Installation using Apache Ambari



  • Apache Ambari can only be used to add CDAP to an existing Hadoop cluster, one that already has the required services (Hadoop: HDFS, YARN, HBase, ZooKeeper, and—optionally—Hive and Spark) installed.
  • Ambari is for setting up HDP (Hortonworks Data Platform) on bare clusters; it can't be used for clusters with HDP already installed, where the original installation was not with Ambari.
  • A number of features are currently planned to be added, including:
  • If you are installing CDAP with the intention of using replication, see these instructions on CDAP Replication before installing or starting CDAP.

Preparing the Cluster

Hadoop Configuration

  1. ZooKeeper's maxClientCnxns must be raised from its default. We suggest setting it to zero (0: unlimited connections). As each YARN container launched by CDAP makes a connection to ZooKeeper, the number of connections required is a function of usage.

  2. Ensure that YARN has sufficient memory capacity by lowering the default minimum container size (controlled by the property yarn.scheduler.minimum-allocation-mb). Lack of YARN memory capacity is the leading cause of apparent failures that we see reported. We recommend starting with these settings:

    • yarn.nodemanager.delete.debug-delay-sec: 43200 (see note below)
    • yarn.scheduler.minimum-allocation-mb: 512 mb

    The value we recommend for yarn.nodemanager.delete.debug-delay-sec (43200 or 12 hours) is what we use internally at Cask for testing as that provides adequate time to capture the logs of any failures. However, you should use an appropriate non-zero value specific to your environment. A large value can be expensive from a storage perspective.
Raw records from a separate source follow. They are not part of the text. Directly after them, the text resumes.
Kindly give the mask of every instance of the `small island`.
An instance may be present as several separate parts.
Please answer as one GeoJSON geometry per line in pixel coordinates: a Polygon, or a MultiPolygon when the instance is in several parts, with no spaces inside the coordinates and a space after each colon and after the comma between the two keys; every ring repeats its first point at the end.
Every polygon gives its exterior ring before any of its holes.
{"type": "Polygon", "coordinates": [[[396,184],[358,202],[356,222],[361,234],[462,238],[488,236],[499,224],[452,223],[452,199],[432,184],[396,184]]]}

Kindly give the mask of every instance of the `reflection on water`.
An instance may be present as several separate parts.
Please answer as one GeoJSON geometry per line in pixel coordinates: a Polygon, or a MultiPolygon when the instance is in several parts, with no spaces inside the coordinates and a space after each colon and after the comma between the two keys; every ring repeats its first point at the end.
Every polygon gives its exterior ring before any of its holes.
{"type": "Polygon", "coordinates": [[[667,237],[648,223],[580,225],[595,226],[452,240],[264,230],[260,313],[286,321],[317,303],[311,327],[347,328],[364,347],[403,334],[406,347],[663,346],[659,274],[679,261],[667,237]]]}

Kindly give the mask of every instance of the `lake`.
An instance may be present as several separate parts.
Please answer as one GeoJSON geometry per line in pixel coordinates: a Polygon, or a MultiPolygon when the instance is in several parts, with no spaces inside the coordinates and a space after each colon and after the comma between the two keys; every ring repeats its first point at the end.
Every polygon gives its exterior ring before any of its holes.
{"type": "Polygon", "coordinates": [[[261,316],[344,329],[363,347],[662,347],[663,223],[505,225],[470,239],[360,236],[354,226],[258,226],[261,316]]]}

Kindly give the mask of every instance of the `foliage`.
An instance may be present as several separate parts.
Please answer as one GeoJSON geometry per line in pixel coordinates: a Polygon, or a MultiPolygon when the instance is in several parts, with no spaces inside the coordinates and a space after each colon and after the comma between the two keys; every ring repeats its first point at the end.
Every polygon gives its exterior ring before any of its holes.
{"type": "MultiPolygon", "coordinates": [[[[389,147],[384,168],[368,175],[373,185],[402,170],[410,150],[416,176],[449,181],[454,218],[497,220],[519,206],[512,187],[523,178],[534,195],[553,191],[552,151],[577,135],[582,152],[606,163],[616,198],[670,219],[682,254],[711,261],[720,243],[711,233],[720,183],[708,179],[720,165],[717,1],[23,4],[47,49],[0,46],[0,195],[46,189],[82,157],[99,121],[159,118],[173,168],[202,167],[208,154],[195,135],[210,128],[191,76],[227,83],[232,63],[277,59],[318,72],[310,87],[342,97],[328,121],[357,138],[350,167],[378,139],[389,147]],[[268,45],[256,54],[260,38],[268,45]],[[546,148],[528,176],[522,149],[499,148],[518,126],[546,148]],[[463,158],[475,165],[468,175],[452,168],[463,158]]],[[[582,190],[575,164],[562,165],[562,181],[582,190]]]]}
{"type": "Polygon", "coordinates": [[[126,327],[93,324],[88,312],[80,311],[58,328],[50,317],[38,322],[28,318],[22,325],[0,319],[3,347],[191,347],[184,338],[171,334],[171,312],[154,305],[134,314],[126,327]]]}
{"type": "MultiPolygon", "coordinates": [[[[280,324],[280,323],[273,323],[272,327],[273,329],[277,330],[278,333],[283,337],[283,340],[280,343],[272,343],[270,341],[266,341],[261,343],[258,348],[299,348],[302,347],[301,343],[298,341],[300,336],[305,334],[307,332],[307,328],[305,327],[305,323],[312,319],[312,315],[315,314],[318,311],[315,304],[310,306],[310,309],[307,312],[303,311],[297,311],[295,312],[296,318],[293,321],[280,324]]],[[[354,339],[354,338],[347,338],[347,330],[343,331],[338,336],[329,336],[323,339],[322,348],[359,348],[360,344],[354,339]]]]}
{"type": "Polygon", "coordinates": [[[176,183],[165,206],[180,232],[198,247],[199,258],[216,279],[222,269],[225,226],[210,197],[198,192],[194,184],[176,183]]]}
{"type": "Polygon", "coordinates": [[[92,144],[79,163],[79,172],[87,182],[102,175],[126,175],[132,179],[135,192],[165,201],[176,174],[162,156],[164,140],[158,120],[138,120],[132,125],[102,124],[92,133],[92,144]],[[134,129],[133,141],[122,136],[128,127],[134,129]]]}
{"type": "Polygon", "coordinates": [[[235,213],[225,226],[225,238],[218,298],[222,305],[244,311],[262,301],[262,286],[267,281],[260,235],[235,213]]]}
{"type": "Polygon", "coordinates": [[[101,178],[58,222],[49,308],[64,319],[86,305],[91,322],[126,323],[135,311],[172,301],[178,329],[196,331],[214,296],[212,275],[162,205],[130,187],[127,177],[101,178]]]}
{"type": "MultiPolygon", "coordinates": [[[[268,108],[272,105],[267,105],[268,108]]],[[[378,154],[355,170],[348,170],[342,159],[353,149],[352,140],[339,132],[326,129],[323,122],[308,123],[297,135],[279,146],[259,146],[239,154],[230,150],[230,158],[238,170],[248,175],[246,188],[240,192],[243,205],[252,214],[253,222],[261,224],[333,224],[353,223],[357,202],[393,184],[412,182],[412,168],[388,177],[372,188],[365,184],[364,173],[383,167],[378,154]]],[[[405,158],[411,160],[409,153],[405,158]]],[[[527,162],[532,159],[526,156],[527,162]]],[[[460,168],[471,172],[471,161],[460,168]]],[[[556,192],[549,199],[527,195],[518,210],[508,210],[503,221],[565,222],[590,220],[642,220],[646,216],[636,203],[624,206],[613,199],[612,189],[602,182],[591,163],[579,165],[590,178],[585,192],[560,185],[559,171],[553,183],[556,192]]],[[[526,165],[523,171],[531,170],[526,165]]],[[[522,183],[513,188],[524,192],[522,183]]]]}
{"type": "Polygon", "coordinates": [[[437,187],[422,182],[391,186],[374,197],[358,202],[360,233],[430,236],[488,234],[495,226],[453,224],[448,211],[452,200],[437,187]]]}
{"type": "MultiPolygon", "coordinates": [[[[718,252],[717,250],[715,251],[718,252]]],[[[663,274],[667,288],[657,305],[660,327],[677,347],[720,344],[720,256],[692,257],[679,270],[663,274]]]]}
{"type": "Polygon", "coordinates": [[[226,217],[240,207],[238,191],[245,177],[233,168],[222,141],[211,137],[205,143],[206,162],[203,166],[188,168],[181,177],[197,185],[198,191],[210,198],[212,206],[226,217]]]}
    Please ensure your yarn.nodemanager.resource.cpu-vcores and yarn.nodemanager.resource.memory-mb settings are set sufficiently to run CDAP, as described in the CDAP Memory and Core Requirements.

You can make these changes during the configuration of your cluster using Ambari.

HDFS Permissions

Ensure YARN is configured properly to run MapReduce programs. Often, this includes ensuring that the HDFS /user/yarn and /user/cdap directories exist with proper permissions:

$ su hdfs
$ hadoop fs -mkdir -p /user/yarn && hadoop fs -chown yarn:yarn /user/yarn
$ hadoop fs -mkdir -p /user/cdap && hadoop fs -chown cdap:cdap /user/cdap

Downloading and Distributing Packages

Downloading CDAP Ambari Service

To install CDAP on a cluster managed by Ambari, we have available packages for RHEL-compatible and Ubuntu systems, which you can install onto your Ambari management server. These packages add CDAP to the list of available services which Ambari can install.

To install the cdap-ambari-service package, first add the appropriate CDAP repository to your system’s package manager by following the steps below. These steps will install a Cask repository on your Ambari server.

The repository version (shown in the commands below as cdap/5.1) must match the CDAP series which you’d like installed on your cluster. To install the latest version of the CDAP 4.1 series, you would install the CDAP 4.1 repository.

Replace—in the commands that follow on this page—all references to cdap/5.1 with the CDAP Repository corresponding to the version that you would like to use (such as cdap/4.0 for CDAP 4.0.x):

Supported Hortonworks Data Platform (HDP) Distributions
CDAP Series or Release Hadoop Distributions
CDAP 4.1.1, 4.2.x HDP 2.0 through HDP 2.6
CDAP 4.1.0 HDP 2.0 through HDP 2.5
CDAP 4.0.x HDP 2.0 through HDP 2.5
CDAP 3.6.x HDP 2.0 through HDP 2.4
CDAP 3.5.x HDP 2.0 through HDP 2.4
CDAP 3.4.x HDP 2.0 through HDP 2.4
CDAP 3.3.x HDP 2.0 through HDP 2.3
CDAP 3.2.x HDP 2.0 through HDP 2.3
CDAP 3.1.x HDP 2.0 through HDP 2.2
CDAP 3.0.x HDP 2.0 and HDP 2.1


  • The CDAP Ambari service has been tested on Ambari Server 2.3 through 2.5, as supplied from Hortonworks.
  • To install a version lower than the highest current version (such as CDAP 4.1.0 when 4.1.1 is available), you will need to downgrade your repo after installing it.

On RPM using Yum

Download the Cask Yum repo definition file:

$ sudo curl -o /etc/yum.repos.d/cask.repo

This will create the file /etc/yum.repos.d/cask.repo with:

name=Cask Packages

Add the Cask Public GPG Key to your repository:

$ sudo rpm --import

Update your Yum cache:

$ sudo yum makecache

On Debian using APT

Download the Cask APT repo definition file:

$ sudo curl -o /etc/apt/sources.list.d/cask.list

This will create the file /etc/apt/sources.list.d/cask.list with:

deb [ arch=amd64 ] precise cdap

Add the Cask Public GPG Key to your repository:

$ curl -s | sudo apt-key add -

Update your APT-cache:

$ sudo apt-get update

Installing CDAP Ambari Service

Now, install the cdap-ambari-service package from the repo you specified above:

Installing the CDAP Service via YUM

$ sudo yum install -y cdap-ambari-service
$ sudo ambari-server restart

Installing the CDAP Service via APT

$ sudo apt-get install -y cdap-ambari-service
$ sudo ambari-server restart

Installing CDAP Services

You can now install CDAP using the Ambari Service Wizard.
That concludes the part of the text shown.